Over the past century, many legislators (both state and federal) have criticized a President who chooses to proclaim a National Monument, on the basis that the designation may lack local support, prohibit mining and grazing, and weaken local economies. Despite criticisms, the Antiquities Act has been used by 16 presidents (both Democrat and Republican) to proclaim nearly 150 National Monuments, some of which have since changed designation or been abolished.
The Access Fund believes that climbing, and other forms of low-impact recreation, are appropriate ways for the public to experience National Monuments. But, it is important for climbers to understand what this designation means for climbing access. As President Obama wraps up his second term, we have seen, and expect to see more, new National Monument designations that could impact climbing. While Access Fund often supports the conservation goals of National Monument designations, we must acknowledge that National Monuments are created to protect antiquities, not climbing. In general, we prefer that Congress protect these areas through legislation, instead of the President using the Antiquities Act. Legislation is not bound by the confines of the Antiquities Act and can more easily protect recreation values. And since a law is passed after a majority of legislators agree, there is typically more support for legislated protection than for an executive order.

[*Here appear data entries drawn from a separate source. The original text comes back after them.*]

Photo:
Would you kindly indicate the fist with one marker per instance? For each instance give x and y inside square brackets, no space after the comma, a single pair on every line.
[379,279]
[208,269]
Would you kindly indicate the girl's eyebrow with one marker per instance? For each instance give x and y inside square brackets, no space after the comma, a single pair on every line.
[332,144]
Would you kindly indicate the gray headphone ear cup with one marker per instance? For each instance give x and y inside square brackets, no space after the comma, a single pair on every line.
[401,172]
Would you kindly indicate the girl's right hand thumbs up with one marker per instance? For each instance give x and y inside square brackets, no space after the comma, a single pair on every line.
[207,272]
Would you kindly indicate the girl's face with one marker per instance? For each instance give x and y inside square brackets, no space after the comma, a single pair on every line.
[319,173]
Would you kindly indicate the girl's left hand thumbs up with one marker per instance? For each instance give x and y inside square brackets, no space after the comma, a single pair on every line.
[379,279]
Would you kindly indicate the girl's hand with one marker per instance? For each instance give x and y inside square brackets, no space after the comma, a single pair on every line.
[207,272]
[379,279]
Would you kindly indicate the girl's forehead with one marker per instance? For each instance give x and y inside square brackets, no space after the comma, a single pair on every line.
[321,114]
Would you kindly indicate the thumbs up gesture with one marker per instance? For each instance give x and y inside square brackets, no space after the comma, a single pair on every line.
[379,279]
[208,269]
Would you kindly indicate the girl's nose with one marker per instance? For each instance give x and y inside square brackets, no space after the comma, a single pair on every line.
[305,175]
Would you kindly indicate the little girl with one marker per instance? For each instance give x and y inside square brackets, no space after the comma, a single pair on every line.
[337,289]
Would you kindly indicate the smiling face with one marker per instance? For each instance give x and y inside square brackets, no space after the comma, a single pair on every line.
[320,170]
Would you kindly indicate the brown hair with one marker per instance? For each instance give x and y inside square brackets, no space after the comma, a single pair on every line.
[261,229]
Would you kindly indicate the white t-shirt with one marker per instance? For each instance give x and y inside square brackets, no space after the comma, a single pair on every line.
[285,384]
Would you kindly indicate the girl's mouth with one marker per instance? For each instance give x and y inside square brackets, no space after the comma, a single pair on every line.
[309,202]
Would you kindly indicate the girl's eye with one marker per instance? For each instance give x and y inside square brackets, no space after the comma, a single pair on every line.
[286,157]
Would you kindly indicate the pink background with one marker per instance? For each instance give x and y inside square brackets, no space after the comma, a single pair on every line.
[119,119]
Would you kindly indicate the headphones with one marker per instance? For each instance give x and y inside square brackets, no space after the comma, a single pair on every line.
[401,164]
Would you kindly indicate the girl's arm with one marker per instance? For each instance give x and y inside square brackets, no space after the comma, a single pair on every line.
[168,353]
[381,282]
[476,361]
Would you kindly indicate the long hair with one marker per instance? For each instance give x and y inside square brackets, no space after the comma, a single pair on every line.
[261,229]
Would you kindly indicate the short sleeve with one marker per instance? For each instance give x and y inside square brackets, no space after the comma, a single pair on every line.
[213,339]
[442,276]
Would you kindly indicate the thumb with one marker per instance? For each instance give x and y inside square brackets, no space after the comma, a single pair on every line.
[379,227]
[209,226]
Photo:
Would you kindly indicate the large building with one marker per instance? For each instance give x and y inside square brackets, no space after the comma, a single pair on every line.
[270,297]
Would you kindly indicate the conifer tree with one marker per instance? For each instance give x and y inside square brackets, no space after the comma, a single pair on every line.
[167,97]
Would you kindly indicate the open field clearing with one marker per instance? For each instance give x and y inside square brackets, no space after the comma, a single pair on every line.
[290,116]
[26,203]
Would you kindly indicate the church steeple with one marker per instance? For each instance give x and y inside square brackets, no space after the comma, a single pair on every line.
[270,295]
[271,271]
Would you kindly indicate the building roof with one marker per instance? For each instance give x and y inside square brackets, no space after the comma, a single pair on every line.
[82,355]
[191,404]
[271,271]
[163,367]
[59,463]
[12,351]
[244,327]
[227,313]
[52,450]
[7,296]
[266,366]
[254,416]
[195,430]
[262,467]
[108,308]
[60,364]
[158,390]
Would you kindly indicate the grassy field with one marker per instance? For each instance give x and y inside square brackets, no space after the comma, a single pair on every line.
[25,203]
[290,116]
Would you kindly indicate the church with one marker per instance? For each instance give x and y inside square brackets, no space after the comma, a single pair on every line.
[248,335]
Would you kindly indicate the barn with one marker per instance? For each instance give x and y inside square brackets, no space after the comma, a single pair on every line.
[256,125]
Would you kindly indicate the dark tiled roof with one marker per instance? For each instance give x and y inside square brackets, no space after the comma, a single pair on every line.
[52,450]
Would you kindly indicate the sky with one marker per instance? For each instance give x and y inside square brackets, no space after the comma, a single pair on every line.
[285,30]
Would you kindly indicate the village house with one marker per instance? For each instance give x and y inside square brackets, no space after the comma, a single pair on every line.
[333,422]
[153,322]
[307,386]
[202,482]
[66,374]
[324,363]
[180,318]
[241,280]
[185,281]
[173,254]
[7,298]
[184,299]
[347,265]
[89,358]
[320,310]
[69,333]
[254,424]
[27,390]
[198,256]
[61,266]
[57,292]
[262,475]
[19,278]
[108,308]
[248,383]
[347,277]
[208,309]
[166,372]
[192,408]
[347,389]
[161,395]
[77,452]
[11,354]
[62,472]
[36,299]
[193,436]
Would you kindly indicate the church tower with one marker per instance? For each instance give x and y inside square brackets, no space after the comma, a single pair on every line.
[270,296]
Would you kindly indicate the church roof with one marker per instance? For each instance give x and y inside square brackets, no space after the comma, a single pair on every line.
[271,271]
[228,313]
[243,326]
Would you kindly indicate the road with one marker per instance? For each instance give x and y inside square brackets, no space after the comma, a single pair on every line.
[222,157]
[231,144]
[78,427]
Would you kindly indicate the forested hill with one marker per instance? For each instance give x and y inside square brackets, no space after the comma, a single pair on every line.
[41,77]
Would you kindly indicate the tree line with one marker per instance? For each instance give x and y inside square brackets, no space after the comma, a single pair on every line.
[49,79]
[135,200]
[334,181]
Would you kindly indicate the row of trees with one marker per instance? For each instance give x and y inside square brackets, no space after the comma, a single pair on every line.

However, the Antiquities Act is an important conservation tool that we support. National Monument designations can be executed in a way that protect both antiquities and climbing, and the Access Fund policy team is working hard to ensure that the President understands the locations and values of climbing resources before making decisions. We have a much better chance of protecting climbing access if these recreational opportunities are acknowledged in the President’s National Monument proclamations. Having this acknowledgment is essential to ensuring that land management agencies develop plans that appropriately protect climbing opportunities, and it paves the way for our seat at the table when these plans are being developed.